Alors, on peut facilement imaginer qu’une fois ou l’autre, pendant la rédaction de ses lettres, Jean interrogeait Marie pour lui demander : Mère, quel est le message le plus important à transmettre aux disciples de ton Fils et à tous ceux qui veulent le devenir ? Je ne pense pas me tromper en disant que Marie devait lui répondre : dis-leur de bien s’aimer les uns les autres. C’est la principale préoccupation d’une mère : que ses enfants s’aiment entre eux. Je me rappellerai toujours ces dernières paroles que ma mère a voulu nous transmettre quand nous étions tous réunis autour de son lit juste avant son décès. Il y avait eu une division grave entre mes frères et sœurs. Réunissant son énergie, elle nous a dit : « Maintenant, écoutez-moi bien, je n’ai qu’une chose vous dire : aimez-vous les uns les autres comme je vous ai aimés. Et elle a rajouté : est-ce que c’est assez clair ?
Quelques mots sur l’Evangile qui nous présentent ce miracle de la multiplication des pains. Je voudrais ouvrir 3 pistes que vous pourrez explorer plus profondément si le cœur vous en dit !
1° piste : Je trouve assez significatif que le 1° miracle que la liturgie nous fait méditer après Noël soit la multiplication des pains. Il ne s’agit pas du 1° miracle que Jésus accomplira mais du 1° miracle qui nous est présenté après ces fêtes de Noël. Pendant des jours, nous avons médité sur la naissance de Jésus à Bethléem, or, en hébreu, Bethléem signifie la maison du pain. Et, non seulement il est né à Bethléem, la maison du pain, mais, en plus, il est né dans une mangeoire.
Il y a donc comme une logique à ce que le 1° miracle qui nous soit présenté, après Noël, soit un miracle qui concerne le pain, le manque de pain, la faim de pain et la multiplication qui rend le pain surabondant. Ainsi, nous comprenons que Jésus, dont le nom signifie « le Seigneur sauve », réalisera sa mission dans le signe du pain partagé, eucharistié.
2° point : Il est venu sauver les hommes, mais d’emblée, il a choisi de ne pas accomplir sa mission en solitaire en associant ses apôtres à cette mission. « Donnez-leur vous-mêmes à manger. » Les apôtres d’hier et leurs successeurs aujourd’hui, ainsi que tous leurs collaborateurs, ne pourront jamais se décharger sur Jésus.
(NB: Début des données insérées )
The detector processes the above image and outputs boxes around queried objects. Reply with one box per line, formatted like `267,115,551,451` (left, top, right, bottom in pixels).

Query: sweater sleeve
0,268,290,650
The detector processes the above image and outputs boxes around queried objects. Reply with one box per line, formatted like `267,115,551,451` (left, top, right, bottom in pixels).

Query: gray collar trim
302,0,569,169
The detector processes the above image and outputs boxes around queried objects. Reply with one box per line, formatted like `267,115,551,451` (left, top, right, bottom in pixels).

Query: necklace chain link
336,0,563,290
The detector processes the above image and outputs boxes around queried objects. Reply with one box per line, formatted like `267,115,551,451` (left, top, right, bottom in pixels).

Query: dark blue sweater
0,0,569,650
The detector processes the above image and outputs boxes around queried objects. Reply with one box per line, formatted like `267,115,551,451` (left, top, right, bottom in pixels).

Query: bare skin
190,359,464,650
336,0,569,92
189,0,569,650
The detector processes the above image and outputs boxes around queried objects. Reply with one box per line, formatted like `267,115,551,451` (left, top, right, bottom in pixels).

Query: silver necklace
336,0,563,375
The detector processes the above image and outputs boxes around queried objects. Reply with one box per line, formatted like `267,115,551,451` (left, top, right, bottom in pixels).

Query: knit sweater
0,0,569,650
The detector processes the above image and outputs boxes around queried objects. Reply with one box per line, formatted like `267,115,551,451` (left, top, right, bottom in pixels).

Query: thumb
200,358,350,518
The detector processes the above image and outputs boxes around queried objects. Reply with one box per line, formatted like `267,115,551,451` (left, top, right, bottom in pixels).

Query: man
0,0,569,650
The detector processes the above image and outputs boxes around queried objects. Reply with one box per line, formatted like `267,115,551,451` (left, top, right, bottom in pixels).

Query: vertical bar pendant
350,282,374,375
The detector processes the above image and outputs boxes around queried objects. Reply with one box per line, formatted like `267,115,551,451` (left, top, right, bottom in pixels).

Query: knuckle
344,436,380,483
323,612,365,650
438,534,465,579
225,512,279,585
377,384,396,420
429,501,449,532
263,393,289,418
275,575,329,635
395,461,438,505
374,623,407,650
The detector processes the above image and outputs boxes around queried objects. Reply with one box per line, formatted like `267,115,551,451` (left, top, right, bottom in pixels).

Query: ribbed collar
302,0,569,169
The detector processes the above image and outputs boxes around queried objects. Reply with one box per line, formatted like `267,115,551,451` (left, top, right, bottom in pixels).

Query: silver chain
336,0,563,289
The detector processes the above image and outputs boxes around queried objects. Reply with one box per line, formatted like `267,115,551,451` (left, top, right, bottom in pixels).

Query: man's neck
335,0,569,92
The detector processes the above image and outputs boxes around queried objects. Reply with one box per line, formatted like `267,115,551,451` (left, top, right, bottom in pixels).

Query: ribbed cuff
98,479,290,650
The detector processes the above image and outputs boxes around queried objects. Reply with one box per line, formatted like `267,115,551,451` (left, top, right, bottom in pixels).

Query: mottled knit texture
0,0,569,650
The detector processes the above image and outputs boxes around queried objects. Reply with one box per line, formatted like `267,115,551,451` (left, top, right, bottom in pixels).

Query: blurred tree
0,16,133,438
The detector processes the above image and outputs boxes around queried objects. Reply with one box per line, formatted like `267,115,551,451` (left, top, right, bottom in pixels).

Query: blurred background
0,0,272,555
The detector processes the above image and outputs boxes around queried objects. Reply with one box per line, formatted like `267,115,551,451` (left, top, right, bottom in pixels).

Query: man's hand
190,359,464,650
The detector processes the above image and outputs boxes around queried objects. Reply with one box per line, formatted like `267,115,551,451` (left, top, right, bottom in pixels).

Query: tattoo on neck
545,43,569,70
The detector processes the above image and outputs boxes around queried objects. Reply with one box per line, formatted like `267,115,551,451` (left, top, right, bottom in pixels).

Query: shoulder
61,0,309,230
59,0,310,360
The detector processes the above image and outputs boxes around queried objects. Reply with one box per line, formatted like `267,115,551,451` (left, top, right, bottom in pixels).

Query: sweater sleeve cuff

Avoir la foi, ce n’est pas se tourner vers Jésus en lui disant : débrouille-toi, moi ça me dépasse ! Oui, bien sûr que ça nous dépasse, mais Jésus nous invite à poser, à notre tour, les gestes de la foi. « Donnez-leur vous-mêmes à manger. »
3° point : « Il leur ordonna de les faire tous asseoir par groupes sur l’herbe verte. Ils se disposèrent par carrés de cent et de cinquante. » Le fait de croire en la puissance de Jésus ne supprime pas la nécessité d’une certaine organisation. Oui, Jésus va faire ce que lui seul peut faire, il ne défilera pas, mais il attend notre collaboration et une collaboration qui ne soit pas trop brouillonne : par carré de 100 et de 50 sur de l’herbe bien verte, ce n’est pas brouillon ! La foi n’élimine pas l’organisation, au contraire, elle la rend plus féconde.
Par l’intercession de Notre Dame de Laghet, demandons la grâce de vivre dans l’amour en acceptant d’être ceux qui collaborent, à notre mesure à la mission de Jésus.